The tokenizer is the bridge between text and the numbers a model reads, and it runs a four-stage pipeline: normalization (clean), pre-tokenization (split into words), the model (the subword algorithm that makes tokens), and postprocessing (add special tokens). Fast tokenizers are Rust-backed and the default; beyond speed they track offsets and word IDs that map each token back to the source text. Three subword algorithms dominate: BPE (GPT family), WordPiece (BERT), and Unigram (T5/SentencePiece), all learning a middle vocabulary of word-pieces so rare words split into familiar parts. You can train a new tokenizer on your own corpus with train_new_from_iterator, which is a deterministic statistical scan (not model training), and a tokenizer matched to your domain produces far shorter sequences. This is the scan version; the lesson opens the box and trains a code tokenizer.

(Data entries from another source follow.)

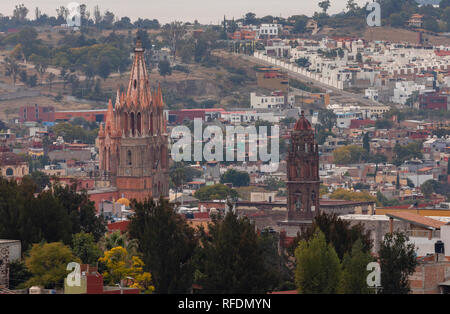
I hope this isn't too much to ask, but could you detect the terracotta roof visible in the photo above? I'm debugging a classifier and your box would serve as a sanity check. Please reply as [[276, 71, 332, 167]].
[[108, 220, 130, 233], [294, 111, 312, 131], [0, 152, 25, 166], [386, 212, 445, 229]]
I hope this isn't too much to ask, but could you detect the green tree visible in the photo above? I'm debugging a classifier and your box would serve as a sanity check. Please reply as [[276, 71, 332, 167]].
[[197, 211, 272, 293], [295, 229, 342, 294], [129, 198, 197, 293], [99, 246, 155, 293], [339, 239, 374, 294], [378, 232, 418, 294], [158, 60, 172, 78], [25, 242, 80, 289], [9, 261, 32, 290], [72, 231, 102, 265], [319, 0, 331, 13], [25, 171, 50, 193], [294, 213, 372, 260]]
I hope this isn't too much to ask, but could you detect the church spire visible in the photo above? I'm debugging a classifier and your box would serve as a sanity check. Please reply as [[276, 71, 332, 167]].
[[126, 38, 151, 108]]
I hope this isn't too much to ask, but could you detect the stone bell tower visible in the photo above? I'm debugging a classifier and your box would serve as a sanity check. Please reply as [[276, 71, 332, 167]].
[[287, 111, 320, 226], [98, 39, 169, 200]]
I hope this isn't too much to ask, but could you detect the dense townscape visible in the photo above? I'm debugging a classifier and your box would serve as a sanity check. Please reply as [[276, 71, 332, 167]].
[[0, 0, 450, 296]]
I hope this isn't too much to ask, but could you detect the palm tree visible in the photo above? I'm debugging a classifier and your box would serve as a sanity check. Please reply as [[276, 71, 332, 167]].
[[102, 230, 138, 255], [47, 72, 56, 91]]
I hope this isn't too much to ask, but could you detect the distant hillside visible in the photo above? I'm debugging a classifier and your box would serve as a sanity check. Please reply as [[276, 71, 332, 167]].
[[364, 27, 450, 45]]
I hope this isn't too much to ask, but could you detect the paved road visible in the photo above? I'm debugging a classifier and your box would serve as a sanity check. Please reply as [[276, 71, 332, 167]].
[[239, 55, 382, 106]]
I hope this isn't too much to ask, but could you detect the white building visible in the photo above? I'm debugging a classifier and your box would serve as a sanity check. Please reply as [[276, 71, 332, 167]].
[[250, 92, 295, 109], [391, 81, 426, 105], [365, 87, 378, 101], [259, 24, 279, 37]]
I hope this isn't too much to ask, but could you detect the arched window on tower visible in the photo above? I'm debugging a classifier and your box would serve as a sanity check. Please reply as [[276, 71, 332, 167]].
[[130, 112, 135, 136], [6, 168, 14, 176], [311, 190, 316, 211], [295, 191, 302, 211], [136, 112, 142, 134], [122, 112, 128, 136], [150, 112, 154, 135], [127, 150, 132, 166]]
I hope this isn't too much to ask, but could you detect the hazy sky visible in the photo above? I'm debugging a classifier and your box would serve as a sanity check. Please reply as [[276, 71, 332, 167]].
[[0, 0, 369, 24]]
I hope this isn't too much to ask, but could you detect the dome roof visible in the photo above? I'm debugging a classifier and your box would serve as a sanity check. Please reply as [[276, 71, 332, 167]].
[[117, 197, 130, 207], [294, 111, 312, 131]]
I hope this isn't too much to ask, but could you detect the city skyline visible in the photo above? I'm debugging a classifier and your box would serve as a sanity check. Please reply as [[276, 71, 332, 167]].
[[0, 0, 367, 24]]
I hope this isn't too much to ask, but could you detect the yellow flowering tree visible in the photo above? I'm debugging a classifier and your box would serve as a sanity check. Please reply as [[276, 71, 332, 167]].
[[99, 246, 155, 293]]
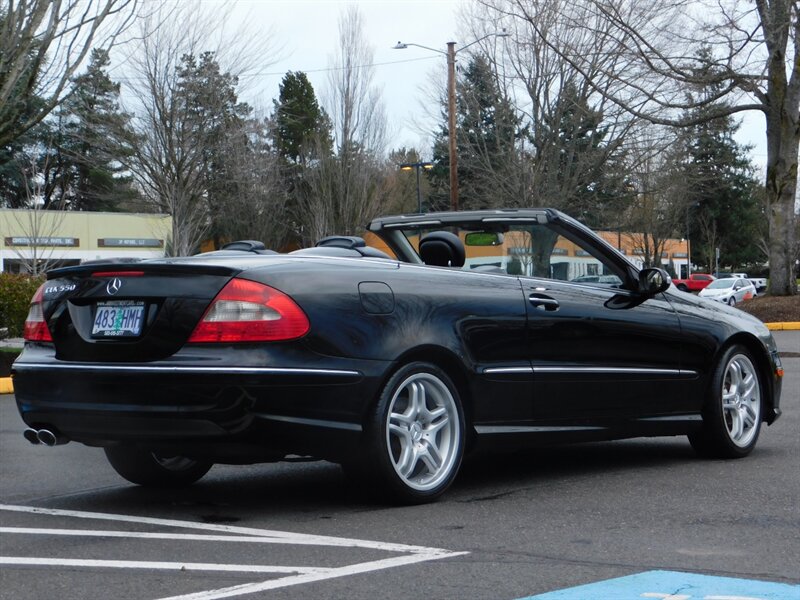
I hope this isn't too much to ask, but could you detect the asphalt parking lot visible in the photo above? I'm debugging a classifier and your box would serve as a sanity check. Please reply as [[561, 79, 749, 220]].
[[0, 332, 800, 600]]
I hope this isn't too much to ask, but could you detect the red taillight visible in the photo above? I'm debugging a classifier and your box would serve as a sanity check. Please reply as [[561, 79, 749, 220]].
[[189, 279, 309, 343], [22, 284, 53, 342]]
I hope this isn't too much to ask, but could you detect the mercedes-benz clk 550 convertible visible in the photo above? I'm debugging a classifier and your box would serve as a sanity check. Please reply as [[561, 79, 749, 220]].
[[14, 209, 783, 503]]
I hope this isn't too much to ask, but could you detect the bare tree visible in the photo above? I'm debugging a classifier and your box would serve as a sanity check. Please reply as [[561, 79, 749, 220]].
[[0, 158, 68, 275], [619, 126, 686, 267], [505, 0, 800, 295], [464, 0, 637, 220], [0, 0, 143, 146], [119, 5, 278, 256]]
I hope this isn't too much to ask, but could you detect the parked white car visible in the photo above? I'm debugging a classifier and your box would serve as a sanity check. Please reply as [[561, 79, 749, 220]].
[[723, 273, 767, 294], [699, 277, 758, 306]]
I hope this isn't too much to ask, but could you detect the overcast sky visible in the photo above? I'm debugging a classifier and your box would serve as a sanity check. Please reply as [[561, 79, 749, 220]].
[[205, 0, 766, 169]]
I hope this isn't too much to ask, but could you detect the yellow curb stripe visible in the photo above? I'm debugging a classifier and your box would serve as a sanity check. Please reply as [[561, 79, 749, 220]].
[[764, 321, 800, 331]]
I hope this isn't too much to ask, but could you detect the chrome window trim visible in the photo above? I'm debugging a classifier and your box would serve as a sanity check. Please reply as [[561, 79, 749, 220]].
[[483, 367, 697, 377], [14, 363, 361, 377]]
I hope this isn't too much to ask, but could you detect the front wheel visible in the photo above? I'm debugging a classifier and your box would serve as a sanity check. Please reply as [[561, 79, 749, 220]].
[[689, 346, 763, 458], [354, 362, 465, 504], [105, 445, 212, 488]]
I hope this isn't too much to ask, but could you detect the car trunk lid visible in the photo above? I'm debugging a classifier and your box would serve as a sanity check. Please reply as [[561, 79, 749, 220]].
[[42, 262, 241, 362]]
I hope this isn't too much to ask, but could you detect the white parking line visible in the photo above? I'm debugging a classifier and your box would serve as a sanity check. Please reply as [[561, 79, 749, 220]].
[[0, 504, 468, 600], [0, 556, 331, 575]]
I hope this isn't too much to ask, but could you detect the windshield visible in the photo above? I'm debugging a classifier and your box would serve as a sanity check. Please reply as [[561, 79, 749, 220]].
[[382, 221, 626, 287], [708, 279, 736, 290]]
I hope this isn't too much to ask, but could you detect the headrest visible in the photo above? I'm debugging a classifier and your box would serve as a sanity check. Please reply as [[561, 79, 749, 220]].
[[419, 231, 466, 267]]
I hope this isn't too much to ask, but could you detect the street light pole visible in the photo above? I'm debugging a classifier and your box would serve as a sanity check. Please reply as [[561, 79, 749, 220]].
[[393, 29, 511, 210], [447, 42, 458, 211]]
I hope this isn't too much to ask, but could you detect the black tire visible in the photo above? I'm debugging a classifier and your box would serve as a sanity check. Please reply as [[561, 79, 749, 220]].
[[354, 362, 465, 504], [689, 345, 764, 458], [105, 445, 212, 488]]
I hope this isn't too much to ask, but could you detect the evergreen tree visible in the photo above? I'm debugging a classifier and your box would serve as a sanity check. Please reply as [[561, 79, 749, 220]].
[[55, 50, 136, 211], [531, 84, 631, 227], [429, 55, 524, 210], [683, 105, 765, 268], [272, 71, 332, 165], [174, 52, 252, 246]]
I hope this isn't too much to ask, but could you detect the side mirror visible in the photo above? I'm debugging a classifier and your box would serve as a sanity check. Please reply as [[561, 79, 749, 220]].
[[639, 268, 672, 296]]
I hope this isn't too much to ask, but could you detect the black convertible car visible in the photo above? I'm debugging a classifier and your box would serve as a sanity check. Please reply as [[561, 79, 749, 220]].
[[14, 209, 783, 502]]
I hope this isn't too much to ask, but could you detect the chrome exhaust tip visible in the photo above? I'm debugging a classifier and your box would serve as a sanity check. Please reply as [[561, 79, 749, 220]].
[[22, 429, 41, 445], [36, 429, 69, 447]]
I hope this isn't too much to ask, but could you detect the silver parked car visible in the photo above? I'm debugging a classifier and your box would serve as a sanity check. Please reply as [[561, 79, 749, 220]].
[[699, 277, 758, 306]]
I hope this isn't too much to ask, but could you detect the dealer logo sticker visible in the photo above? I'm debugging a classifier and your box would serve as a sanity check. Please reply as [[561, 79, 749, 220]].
[[106, 277, 122, 296]]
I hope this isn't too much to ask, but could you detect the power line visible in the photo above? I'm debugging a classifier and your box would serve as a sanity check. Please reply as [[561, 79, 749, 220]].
[[114, 54, 441, 82]]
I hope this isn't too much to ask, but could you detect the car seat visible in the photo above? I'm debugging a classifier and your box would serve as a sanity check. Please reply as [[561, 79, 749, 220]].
[[419, 231, 466, 268]]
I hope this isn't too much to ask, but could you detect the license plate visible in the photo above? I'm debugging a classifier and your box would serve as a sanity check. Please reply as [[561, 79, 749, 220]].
[[92, 300, 144, 337]]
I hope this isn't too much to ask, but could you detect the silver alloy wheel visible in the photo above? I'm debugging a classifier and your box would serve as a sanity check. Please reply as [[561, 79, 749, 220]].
[[386, 372, 461, 491], [722, 354, 761, 448]]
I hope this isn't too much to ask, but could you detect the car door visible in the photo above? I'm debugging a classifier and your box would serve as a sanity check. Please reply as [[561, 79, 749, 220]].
[[521, 220, 686, 425]]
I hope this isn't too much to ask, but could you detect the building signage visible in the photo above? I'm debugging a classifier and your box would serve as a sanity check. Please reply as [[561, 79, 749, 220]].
[[5, 236, 80, 247], [97, 238, 164, 248]]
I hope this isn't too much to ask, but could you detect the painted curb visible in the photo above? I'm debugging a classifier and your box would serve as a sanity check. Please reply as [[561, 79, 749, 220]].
[[764, 321, 800, 331]]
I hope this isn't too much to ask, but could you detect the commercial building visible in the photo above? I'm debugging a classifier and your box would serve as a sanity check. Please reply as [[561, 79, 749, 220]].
[[0, 209, 172, 273]]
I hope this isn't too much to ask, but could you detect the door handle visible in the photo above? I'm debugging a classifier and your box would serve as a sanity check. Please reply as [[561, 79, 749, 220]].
[[528, 294, 559, 310]]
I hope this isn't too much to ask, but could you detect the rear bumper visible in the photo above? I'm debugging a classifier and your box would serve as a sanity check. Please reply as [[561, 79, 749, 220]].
[[14, 350, 388, 460]]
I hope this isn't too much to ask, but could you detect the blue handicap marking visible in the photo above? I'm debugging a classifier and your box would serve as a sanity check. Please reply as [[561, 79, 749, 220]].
[[524, 571, 800, 600]]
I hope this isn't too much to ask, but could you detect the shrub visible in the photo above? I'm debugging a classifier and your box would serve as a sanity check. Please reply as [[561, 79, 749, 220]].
[[0, 273, 43, 337]]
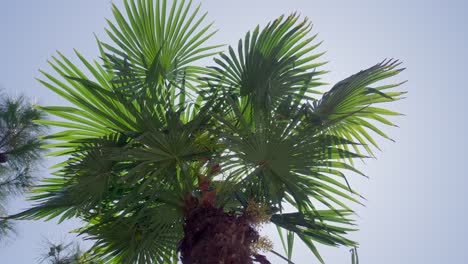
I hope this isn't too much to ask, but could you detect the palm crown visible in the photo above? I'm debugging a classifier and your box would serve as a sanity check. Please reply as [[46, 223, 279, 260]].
[[13, 0, 403, 263]]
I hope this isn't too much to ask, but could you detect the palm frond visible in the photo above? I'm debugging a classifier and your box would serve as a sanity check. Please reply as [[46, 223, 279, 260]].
[[307, 60, 405, 155]]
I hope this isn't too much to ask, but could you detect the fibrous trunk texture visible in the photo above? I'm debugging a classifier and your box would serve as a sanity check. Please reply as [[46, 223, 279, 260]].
[[179, 198, 269, 264]]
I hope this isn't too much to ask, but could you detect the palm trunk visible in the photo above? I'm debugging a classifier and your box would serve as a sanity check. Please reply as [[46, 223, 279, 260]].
[[179, 186, 270, 264]]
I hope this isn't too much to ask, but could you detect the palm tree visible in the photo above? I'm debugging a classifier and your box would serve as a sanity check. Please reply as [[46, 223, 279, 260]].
[[0, 93, 45, 240], [38, 240, 92, 264], [12, 0, 404, 264]]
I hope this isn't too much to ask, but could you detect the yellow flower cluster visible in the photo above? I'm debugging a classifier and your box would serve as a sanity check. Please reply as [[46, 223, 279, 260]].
[[250, 236, 273, 254]]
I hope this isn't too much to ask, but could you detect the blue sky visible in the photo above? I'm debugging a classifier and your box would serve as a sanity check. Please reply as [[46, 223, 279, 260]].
[[0, 0, 468, 264]]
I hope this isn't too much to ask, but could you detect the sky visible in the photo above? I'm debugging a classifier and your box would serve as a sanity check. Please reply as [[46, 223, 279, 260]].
[[0, 0, 468, 264]]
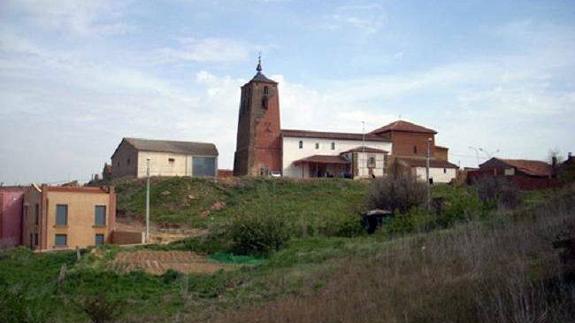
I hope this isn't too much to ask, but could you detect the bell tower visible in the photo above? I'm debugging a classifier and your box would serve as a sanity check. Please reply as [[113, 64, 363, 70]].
[[234, 57, 282, 176]]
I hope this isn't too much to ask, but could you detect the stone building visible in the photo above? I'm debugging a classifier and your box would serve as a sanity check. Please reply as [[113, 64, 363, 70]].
[[234, 61, 458, 182], [22, 185, 116, 250], [111, 138, 218, 178]]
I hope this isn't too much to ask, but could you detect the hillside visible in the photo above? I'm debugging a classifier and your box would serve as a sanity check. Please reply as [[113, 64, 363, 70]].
[[0, 178, 575, 322]]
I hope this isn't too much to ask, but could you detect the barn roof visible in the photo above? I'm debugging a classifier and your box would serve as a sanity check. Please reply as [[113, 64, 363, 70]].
[[293, 155, 350, 164], [282, 129, 390, 142], [342, 146, 388, 154], [396, 157, 459, 168], [112, 138, 218, 156], [370, 120, 437, 134], [496, 158, 552, 176]]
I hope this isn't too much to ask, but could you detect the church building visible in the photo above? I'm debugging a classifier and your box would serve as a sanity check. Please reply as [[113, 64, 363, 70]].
[[234, 60, 458, 182]]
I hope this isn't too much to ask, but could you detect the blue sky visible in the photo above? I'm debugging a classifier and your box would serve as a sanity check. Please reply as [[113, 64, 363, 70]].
[[0, 0, 575, 184]]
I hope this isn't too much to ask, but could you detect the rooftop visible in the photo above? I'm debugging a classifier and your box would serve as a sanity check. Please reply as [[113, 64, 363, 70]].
[[370, 120, 437, 134]]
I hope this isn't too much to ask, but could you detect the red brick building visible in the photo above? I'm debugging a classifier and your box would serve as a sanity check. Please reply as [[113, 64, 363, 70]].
[[468, 157, 559, 190]]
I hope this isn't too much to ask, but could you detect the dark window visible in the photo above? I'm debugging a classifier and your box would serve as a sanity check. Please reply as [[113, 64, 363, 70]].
[[94, 205, 106, 226], [54, 234, 68, 247], [56, 204, 68, 225], [34, 203, 40, 225], [96, 233, 105, 246], [367, 157, 375, 168], [192, 157, 216, 176]]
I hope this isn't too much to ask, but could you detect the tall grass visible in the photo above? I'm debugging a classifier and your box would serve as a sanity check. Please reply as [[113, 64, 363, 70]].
[[215, 189, 575, 322]]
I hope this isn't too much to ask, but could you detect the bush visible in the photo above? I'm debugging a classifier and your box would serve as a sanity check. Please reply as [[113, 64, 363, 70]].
[[366, 175, 426, 213], [474, 176, 521, 209], [228, 212, 290, 255]]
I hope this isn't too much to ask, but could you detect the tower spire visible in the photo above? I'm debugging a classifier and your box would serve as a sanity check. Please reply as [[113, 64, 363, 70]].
[[256, 52, 262, 73]]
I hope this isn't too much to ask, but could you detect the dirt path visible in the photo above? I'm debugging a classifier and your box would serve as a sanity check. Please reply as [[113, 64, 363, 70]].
[[113, 250, 238, 275]]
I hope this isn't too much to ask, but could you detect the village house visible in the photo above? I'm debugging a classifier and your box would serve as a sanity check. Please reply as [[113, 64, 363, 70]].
[[234, 62, 458, 183], [468, 157, 559, 190], [0, 186, 25, 248], [111, 138, 218, 178], [22, 185, 116, 250]]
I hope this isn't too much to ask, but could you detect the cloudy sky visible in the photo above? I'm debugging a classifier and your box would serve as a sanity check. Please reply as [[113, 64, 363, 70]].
[[0, 0, 575, 184]]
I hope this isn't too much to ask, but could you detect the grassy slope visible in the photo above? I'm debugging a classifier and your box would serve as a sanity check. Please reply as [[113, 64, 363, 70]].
[[0, 179, 575, 322]]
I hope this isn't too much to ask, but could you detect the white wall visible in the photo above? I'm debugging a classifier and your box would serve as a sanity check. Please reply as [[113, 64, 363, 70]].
[[415, 167, 457, 183], [138, 151, 192, 177], [282, 137, 391, 177]]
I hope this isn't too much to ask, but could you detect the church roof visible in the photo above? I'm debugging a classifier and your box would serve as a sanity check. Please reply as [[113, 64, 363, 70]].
[[112, 138, 218, 157], [281, 129, 390, 142], [370, 120, 437, 134]]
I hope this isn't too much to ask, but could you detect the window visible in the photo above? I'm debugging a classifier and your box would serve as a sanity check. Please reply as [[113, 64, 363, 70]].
[[96, 233, 105, 246], [367, 157, 375, 168], [192, 157, 216, 176], [34, 203, 40, 225], [54, 234, 68, 247], [94, 205, 106, 227], [56, 204, 68, 225]]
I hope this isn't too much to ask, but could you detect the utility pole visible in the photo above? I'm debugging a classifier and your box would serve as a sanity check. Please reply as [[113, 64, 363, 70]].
[[425, 138, 432, 210], [146, 157, 150, 243]]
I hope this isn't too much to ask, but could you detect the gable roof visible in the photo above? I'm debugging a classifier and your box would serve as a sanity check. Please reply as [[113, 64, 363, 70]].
[[395, 157, 459, 169], [112, 138, 218, 157], [342, 146, 388, 154], [370, 120, 437, 134], [490, 158, 552, 176], [281, 129, 390, 142], [293, 155, 351, 164]]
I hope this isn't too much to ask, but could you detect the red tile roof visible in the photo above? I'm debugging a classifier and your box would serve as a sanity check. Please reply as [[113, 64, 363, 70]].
[[396, 157, 459, 168], [370, 120, 437, 134], [342, 146, 388, 154], [282, 129, 390, 142], [293, 155, 350, 164], [497, 158, 552, 176]]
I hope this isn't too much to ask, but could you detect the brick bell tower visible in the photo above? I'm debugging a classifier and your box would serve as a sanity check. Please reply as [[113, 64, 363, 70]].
[[234, 57, 282, 176]]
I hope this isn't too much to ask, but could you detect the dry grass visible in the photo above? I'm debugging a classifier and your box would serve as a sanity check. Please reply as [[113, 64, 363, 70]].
[[213, 186, 575, 322]]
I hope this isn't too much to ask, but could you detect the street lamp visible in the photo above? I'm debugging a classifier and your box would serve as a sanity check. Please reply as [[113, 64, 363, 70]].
[[146, 157, 150, 243]]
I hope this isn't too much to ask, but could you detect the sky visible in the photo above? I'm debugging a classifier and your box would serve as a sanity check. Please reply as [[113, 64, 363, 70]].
[[0, 0, 575, 185]]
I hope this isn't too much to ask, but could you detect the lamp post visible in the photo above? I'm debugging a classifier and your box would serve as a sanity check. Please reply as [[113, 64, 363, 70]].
[[146, 157, 150, 243], [425, 138, 432, 210]]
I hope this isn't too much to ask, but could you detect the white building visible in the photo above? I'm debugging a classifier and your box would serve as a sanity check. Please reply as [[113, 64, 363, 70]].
[[112, 138, 218, 178], [281, 129, 392, 178]]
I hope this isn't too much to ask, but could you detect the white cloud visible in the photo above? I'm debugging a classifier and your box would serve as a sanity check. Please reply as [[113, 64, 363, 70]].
[[4, 0, 133, 36]]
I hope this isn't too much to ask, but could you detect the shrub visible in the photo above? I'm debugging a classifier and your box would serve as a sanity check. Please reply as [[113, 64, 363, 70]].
[[366, 175, 426, 213], [228, 212, 290, 255], [474, 176, 521, 209]]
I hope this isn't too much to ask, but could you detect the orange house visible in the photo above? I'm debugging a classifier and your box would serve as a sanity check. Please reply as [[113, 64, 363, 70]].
[[22, 185, 116, 250]]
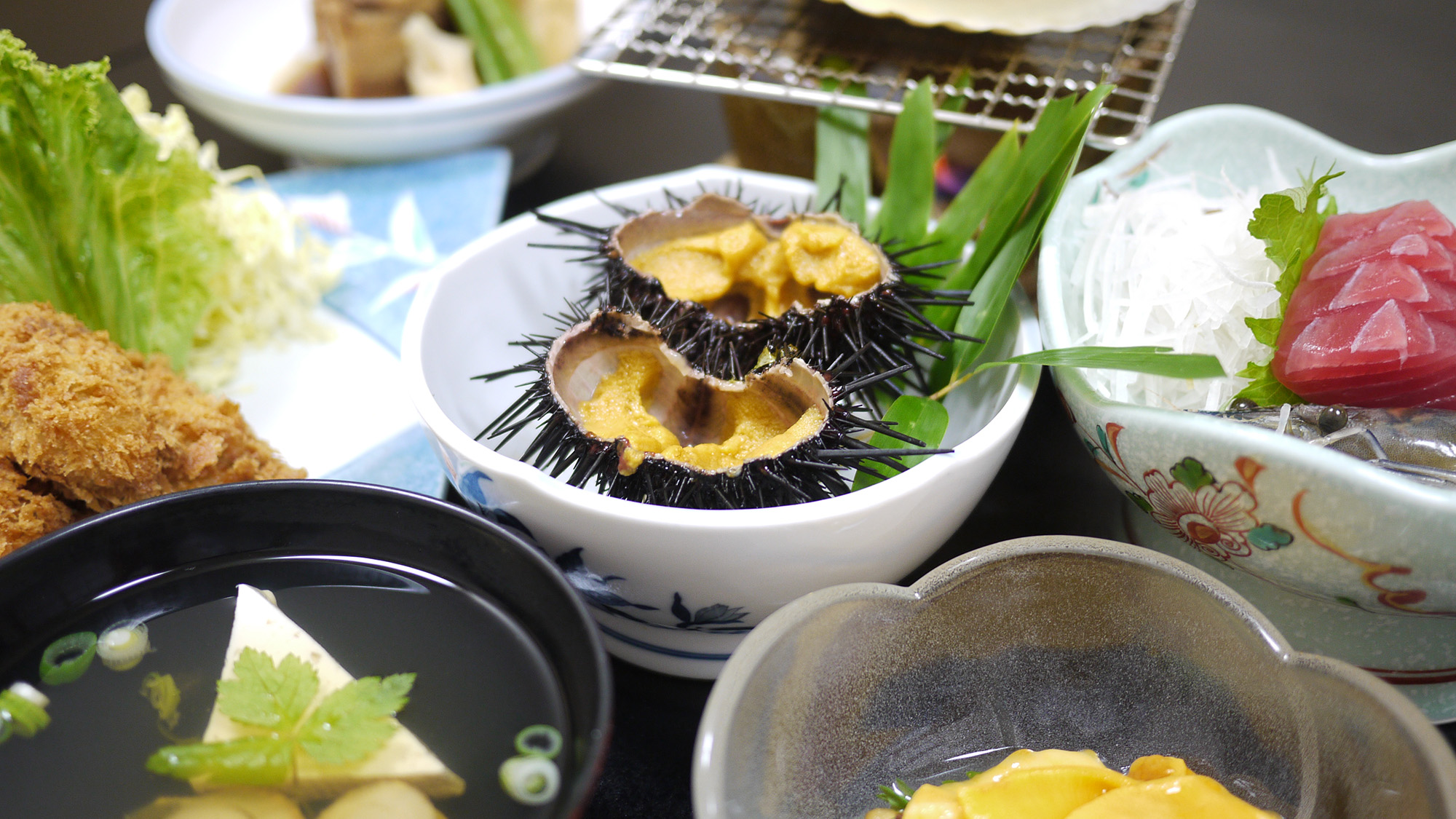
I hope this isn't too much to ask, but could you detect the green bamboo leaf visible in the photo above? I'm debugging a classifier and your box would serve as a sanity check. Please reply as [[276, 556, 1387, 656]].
[[869, 77, 935, 248], [855, 395, 951, 490], [971, 347, 1224, 379], [926, 84, 1112, 328], [814, 60, 869, 227], [935, 68, 971, 150], [903, 130, 1021, 265], [932, 86, 1111, 379]]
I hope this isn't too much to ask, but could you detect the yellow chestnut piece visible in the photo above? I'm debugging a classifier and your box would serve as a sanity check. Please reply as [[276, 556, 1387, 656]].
[[1066, 774, 1278, 819], [1127, 753, 1192, 781], [960, 765, 1134, 819]]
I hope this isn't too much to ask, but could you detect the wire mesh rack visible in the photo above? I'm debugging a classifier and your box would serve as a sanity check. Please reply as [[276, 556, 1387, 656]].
[[577, 0, 1195, 150]]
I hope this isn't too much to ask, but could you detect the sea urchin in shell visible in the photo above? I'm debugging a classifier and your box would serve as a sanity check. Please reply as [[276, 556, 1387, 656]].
[[537, 194, 965, 390], [476, 310, 946, 509]]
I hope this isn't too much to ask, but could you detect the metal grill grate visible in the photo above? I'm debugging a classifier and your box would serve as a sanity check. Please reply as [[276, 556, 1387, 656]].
[[577, 0, 1195, 150]]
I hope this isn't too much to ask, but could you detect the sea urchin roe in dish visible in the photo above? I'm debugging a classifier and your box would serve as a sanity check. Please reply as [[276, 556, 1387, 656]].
[[581, 349, 824, 474], [866, 749, 1278, 819], [628, 217, 884, 320]]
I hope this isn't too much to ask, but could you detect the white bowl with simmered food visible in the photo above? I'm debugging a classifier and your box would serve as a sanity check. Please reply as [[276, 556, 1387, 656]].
[[147, 0, 596, 170], [402, 166, 1040, 678]]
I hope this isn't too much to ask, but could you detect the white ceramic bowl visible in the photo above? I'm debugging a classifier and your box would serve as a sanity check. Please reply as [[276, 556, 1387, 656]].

  • A tokenizer is a four-stage pipeline. Normalization, pre-tokenization, the subword model, and postprocessing. Inspect the first two with backend_tokenizer.normalizer.normalize_str and .pre_tokenizer.pre_tokenize_str.
  • Fast tokenizers are Rust-backed and the default. AutoTokenizer picks them automatically. They are fast and, crucially, track offsets and word IDs that align tokens to the original text.
  • Three subword algorithms cover the field. BPE (GPT), WordPiece (BERT), Unigram (T5/SentencePiece). Subword vocabularies are why a model can represent words it never saw, by splitting them into known pieces.
  • Markers preserve spacing. GPT-2 marks spaces with Ġ, SentencePiece with a special underscore, so the original text is recoverable; BERT drops repeated spaces, so its tokenization is not reversible.
  • Training a tokenizer is not training a model. It is deterministic statistics over a corpus (no gradient descent, same result every time), and it is fast and needs no GPU.
  • train_new_from_iterator retrains the vocabulary from an existing fast tokenizer (keeping its algorithm and special tokens). Feed a generator of text batches and a vocab size.

This lesson exposes the most overlooked lever in the stack. The tokenizer learns nothing during model training and gets no attention, yet it fixes the units everything else is measured in. Because cost and context limits are counted in tokens, a tokenizer poorly matched to your text is a direct tax: more tokens per document means higher bills, slower runs, and less content per context window. The Python-code example in the lesson cut token counts by about a quarter, which on a real codebase is a quarter off the budget. Most of the time you will use the tokenizer that ships with your model and never think about it, which is right; but knowing what it does, and that you can retrain it for an unusual domain or language, is what lets you diagnose why text is unexpectedly expensive instead of just paying for it. Next, the task lesson puts tokenizer, model, and data together across the common NLP jobs.

Every model starts by tokenizing, and the tokenizer decides the units the rest of the work is measured in. Knowing how it splits text, and that you can retrain it, turns a silent black box into a lever you can pull.